Roger Ebert on Movies
Article written by Roger Ebert
© Chicago Sun-Times, Inc., 02 July 1986


THE GREAT MOUSE DETECTIVE
Rating: * * *

Philosophers have the notion of parallel universes — whole worlds that exist right next to our own, but in a different dimension, so that we can't see them, even while our actions are mirrored with infinite variations.  Movie animators have a similar notion, which is that human lives are mirrored on a smaller scale by the parallel lives of the little cartoon characters who live down there closer to the floor.

Near the beginning of The Great Mouse Detective, the camera moves through London, passing many of the familiar landmarks, before finally tilting down and moving in toward a little doorway near the ground.  Inside there's a busy little mouse, a craftsman, hard at work.  Like so many domesticated cartoon animals, he is the very soul of bourgeois respectability.  (I always liked it in the Tom & Jerry cartoons when they showed the floor lamps and chintz-covered sofas inside the mouse holes.)

Before long, however, a mysterious figure appears who disrupts this image of comfortable domesticity.  And then The Great Mouse Detective launches its story, which depends on the conceit that London in those days housed not only a great human detective (Sherlock Holmes) but also a mouse who was every bit as good a detective.

The Sherlock Holmes legend is such a durable story that all sorts of filmmakers have adapted it to their own ends, styles and genres.  In recent years, we've seen Billy Wilder's The Private Life of Sherlock Holmes, Gene Wilder's Sherlock Holmes' Smarter Brother, Nicholas Meyer's The Seven Percent Solution, and the Steven Spielberg/Barry Levinson movie about Young Sherlock Holmes, which told the story of the schooldays of Sherlock and young Watson, surrounded by props and special effects borrowed from other Spielberg extravaganzas.

Now here is the Walt Disney version, told on a mouse scale in cartoon form, with a freedom and creativity of animation that reminded me of the earlier Disney feature-length cartoons.  In recent decades, Disney and the other animators have started to cut corners:  The old-style full animation of such classics as Pinocchio, with its endless man-hours of drawing, was simply too expensive to duplicate in today's movies.  So we began to get backgrounds that didn't move, and actions that seemed recycled out of other actions.  Now, however, computers have taken most of the drudgery and much of the expense out of animation, and the result is a movie like The Great Mouse Detective, which looks more fully animated than anything in some 30 years.

The movie's story involves the usual silliness about evil villains and abducted geniuses.  Although the detective in the movie is not called Sherlock Holmes (or Sherlock Mouse, for that matter), he obviously is cut from the same cloth, right down to his ever-present pipe.  And there is a Dr. Watson character, who befriends a bewildered waif in the street, and takes it to the detective, who catches the scent of a great case.

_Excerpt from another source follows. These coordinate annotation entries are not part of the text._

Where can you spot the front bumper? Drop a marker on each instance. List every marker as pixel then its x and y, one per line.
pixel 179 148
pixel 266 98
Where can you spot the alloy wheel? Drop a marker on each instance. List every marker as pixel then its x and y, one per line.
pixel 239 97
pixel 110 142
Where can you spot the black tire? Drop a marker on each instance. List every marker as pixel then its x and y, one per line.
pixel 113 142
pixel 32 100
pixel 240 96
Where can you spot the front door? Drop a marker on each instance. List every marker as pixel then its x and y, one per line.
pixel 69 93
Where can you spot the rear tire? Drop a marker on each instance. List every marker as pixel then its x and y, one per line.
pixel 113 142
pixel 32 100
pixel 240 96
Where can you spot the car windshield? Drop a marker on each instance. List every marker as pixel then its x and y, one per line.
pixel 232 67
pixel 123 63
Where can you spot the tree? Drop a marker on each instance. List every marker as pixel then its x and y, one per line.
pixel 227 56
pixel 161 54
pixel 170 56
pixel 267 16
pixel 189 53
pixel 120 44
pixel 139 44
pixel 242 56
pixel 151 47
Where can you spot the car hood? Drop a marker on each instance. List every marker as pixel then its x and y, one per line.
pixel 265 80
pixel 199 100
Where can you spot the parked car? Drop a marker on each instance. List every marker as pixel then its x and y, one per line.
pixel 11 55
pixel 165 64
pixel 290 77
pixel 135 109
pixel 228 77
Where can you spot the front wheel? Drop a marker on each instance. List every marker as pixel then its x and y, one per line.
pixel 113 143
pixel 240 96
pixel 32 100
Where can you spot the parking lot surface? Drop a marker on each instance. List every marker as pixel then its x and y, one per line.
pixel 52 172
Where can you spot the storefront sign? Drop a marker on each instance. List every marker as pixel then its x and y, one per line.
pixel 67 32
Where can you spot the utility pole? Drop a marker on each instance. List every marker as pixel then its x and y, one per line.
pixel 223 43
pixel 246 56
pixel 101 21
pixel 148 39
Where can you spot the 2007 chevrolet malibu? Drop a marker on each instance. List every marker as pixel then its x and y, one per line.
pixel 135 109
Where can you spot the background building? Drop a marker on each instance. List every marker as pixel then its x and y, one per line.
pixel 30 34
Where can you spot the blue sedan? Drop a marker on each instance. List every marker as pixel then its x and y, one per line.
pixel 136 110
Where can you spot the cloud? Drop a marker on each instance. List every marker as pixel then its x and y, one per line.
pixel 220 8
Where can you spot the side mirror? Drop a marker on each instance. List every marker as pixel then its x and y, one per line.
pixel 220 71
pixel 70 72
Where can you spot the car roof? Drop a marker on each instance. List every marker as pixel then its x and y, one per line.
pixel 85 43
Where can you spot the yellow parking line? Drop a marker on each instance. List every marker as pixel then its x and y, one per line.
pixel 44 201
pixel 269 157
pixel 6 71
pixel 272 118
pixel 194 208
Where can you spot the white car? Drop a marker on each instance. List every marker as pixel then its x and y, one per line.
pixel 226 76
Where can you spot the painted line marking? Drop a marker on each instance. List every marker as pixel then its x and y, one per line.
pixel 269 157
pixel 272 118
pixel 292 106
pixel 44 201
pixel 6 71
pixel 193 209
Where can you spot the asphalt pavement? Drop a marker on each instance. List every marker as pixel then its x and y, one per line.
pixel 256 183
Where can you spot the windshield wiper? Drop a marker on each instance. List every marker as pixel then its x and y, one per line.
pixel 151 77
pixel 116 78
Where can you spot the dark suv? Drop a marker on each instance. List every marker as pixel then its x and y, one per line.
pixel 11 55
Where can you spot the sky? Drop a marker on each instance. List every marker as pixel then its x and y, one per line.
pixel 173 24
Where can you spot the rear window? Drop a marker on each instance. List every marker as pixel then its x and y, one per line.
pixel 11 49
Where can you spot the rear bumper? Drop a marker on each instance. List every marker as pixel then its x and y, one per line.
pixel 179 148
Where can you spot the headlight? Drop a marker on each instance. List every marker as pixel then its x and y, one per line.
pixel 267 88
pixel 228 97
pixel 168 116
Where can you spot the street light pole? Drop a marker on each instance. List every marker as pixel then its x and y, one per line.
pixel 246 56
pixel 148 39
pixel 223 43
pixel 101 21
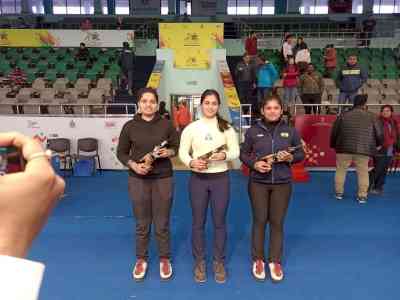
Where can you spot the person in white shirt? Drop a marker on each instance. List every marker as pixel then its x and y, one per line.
pixel 206 147
pixel 26 201
pixel 287 47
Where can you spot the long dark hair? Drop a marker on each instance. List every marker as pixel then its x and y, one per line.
pixel 222 123
pixel 146 90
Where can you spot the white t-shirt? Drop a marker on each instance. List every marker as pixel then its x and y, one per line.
pixel 203 136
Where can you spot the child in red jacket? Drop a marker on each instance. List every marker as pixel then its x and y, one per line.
pixel 290 80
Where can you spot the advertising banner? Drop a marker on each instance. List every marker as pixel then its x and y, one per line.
pixel 64 38
pixel 147 7
pixel 204 8
pixel 191 42
pixel 105 130
pixel 315 130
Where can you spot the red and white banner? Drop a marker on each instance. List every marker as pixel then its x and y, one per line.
pixel 315 130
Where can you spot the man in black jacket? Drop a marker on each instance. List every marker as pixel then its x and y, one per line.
pixel 356 136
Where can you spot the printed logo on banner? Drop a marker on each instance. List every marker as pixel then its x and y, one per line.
pixel 33 124
pixel 41 137
pixel 110 124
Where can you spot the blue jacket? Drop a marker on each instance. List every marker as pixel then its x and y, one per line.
pixel 266 75
pixel 351 78
pixel 261 141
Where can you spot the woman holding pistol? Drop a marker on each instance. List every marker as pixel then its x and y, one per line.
pixel 269 148
pixel 206 147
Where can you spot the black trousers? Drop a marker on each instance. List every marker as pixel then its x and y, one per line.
pixel 269 203
pixel 311 99
pixel 152 201
pixel 377 176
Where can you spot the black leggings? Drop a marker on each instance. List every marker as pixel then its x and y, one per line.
pixel 269 204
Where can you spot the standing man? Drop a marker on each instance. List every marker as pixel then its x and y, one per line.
pixel 368 26
pixel 356 135
pixel 350 78
pixel 245 77
pixel 127 63
pixel 251 45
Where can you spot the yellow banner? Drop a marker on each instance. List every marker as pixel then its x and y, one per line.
pixel 191 42
pixel 154 80
pixel 25 38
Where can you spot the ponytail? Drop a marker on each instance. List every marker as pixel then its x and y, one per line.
pixel 222 123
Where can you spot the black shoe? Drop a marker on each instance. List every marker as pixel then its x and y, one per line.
pixel 199 272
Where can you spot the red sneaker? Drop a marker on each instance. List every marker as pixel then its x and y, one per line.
pixel 165 269
pixel 140 269
pixel 276 271
pixel 259 270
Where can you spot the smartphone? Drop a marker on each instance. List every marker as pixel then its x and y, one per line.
pixel 11 160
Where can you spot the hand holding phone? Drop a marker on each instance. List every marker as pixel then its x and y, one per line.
pixel 27 197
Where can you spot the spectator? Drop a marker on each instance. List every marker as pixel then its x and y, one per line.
pixel 350 79
pixel 302 55
pixel 163 111
pixel 356 135
pixel 86 24
pixel 17 77
pixel 245 78
pixel 391 145
pixel 287 47
pixel 182 116
pixel 368 27
pixel 251 45
pixel 330 61
pixel 290 80
pixel 311 88
pixel 127 63
pixel 396 54
pixel 266 77
pixel 120 23
pixel 83 52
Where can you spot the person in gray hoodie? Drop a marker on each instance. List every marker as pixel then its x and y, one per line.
pixel 350 79
pixel 127 63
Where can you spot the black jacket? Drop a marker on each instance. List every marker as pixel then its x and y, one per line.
pixel 261 141
pixel 127 60
pixel 357 132
pixel 139 137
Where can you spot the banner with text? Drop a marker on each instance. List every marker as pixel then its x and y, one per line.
pixel 315 130
pixel 155 76
pixel 191 42
pixel 204 8
pixel 105 130
pixel 147 7
pixel 65 38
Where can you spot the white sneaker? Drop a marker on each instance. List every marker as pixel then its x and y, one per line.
pixel 140 269
pixel 259 270
pixel 276 272
pixel 165 269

What's fun is the carefree way the animators swing through their story, using the freedom of the cartoon form to blend 19th-century realism with images that seem borrowed from more recent special-effects pictures.  For a long time, I was down on the full-length animated efforts of Disney and others, because they didn't seem to reflect the same sense of magic and wonderment that the original animated classics always had.  Who, for example, could ever equate 101 Dalmatians with Snow White?  But now, maybe thanks to computers, animated movies are beginning to sparkle again.

NOTE: On the same bill with The Great Mouse Detective is Clock Cleaners, a classic Disney cartoon with Mickey Mouse and Donald Duck working on a perilous perch high above the city.  The cartoon is an example of the meticulous craftsmanship and great ingenuity of the first Disney animators, who created an endless variety of situations by using the laws of gravity and physics and ladders and paint buckets.  It's a lot of fun.

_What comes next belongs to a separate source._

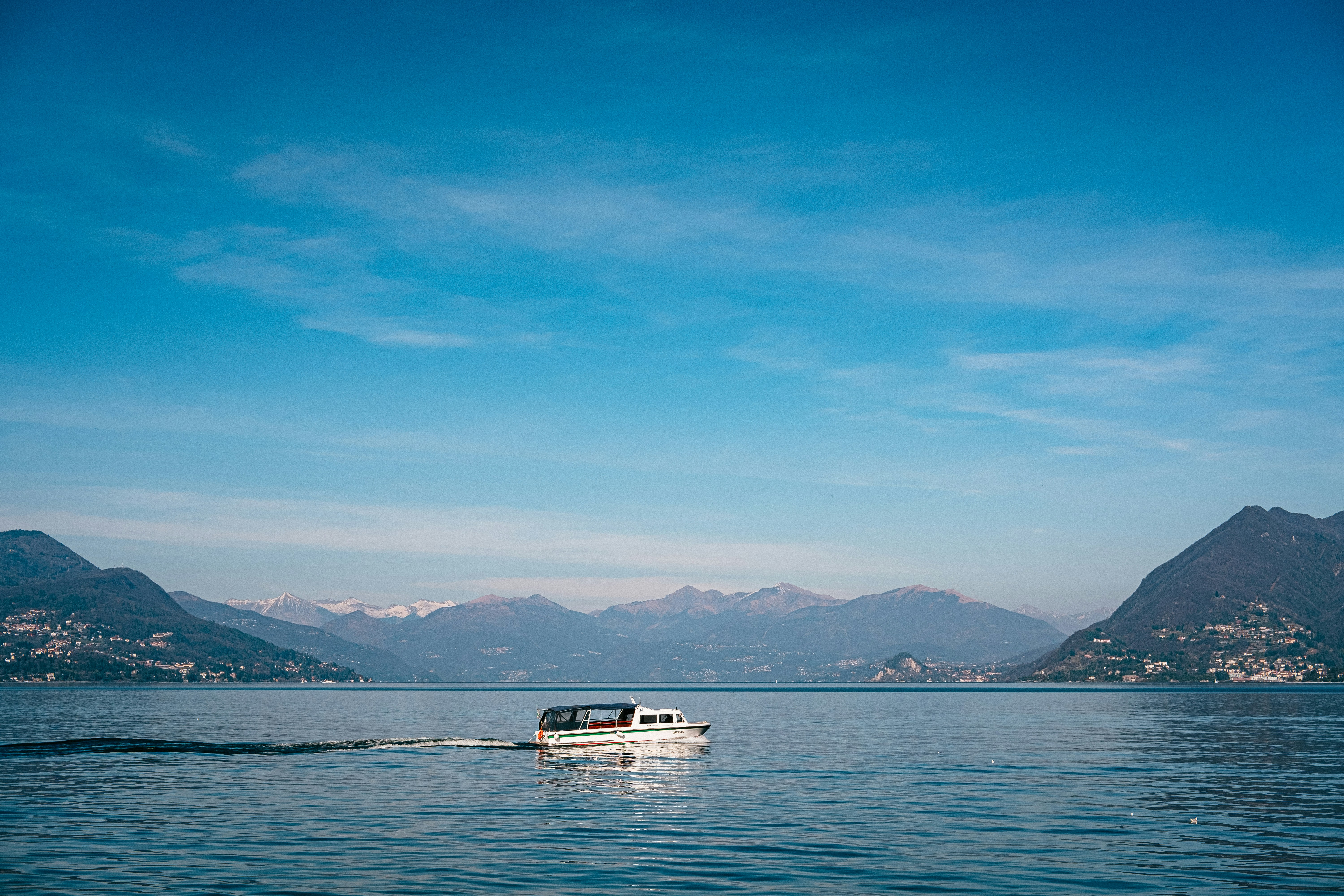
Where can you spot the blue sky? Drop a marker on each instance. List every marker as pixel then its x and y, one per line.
pixel 411 302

The Great Mouse Detective (STAR) (STAR) (STAR)
      Walt Disney Pictures presents an animated movie featuring the voices of Vincent Price, Barrie Ingham, Val Bettin, Susanne Pollatschek, Candy Candido, Diana Chesney, Eve Brenner, Alan Young, and Melissa Manchester.  Directed by John Musker, Ron Clements, Dave Mitchner, and Burny Mattinson.  Produced by Burny Mattinson.  Music by Henry Mancini.  Running time: 73 minutes.  Classified G.  Opening today at local theaters.